Expression of GC mRNA and enzyme in RecNciI and L444P mice. (A) A Northern blot with 5 μg of brain poly(A)⁺ RNA from a RecNciI homozygote mouse, a L444P homozygote mouse, a L444P heterozygote mouse, and a wild-type mouse. The blot first was probed with a mouse GC cDNA. After stripping, it was reprobed with a mouse metaxin cDNA. Finally, it was stripped once more and probed with a human actin cDNA. (B) Acid β-glucosidase activity was determined in extracts of liver, brain, and skin from homozygote L444P and RecNciI mice.

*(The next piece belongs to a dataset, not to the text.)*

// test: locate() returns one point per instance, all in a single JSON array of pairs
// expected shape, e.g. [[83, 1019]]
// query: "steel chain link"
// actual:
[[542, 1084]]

Tissues from three mice of each genotype were assayed. The assays were repeated three times. The activity (±SD) is expressed as nmol substrate cleaved/hr per mg of protein.

Figure 5

Sphingolipid accumulation in tissues from RecNciI and L444P mice. (A) Lipid profiles from brain and liver. Each lane represents a portion of the material derived from a single mouse (L444P, RecNciI, or wild type). The position of the glucosylceramide standard is indicated. (B) The levels of total ceramides (Cer) and glucosylceramides (GlcCer) in epidermis from RecNciI and L444P mice.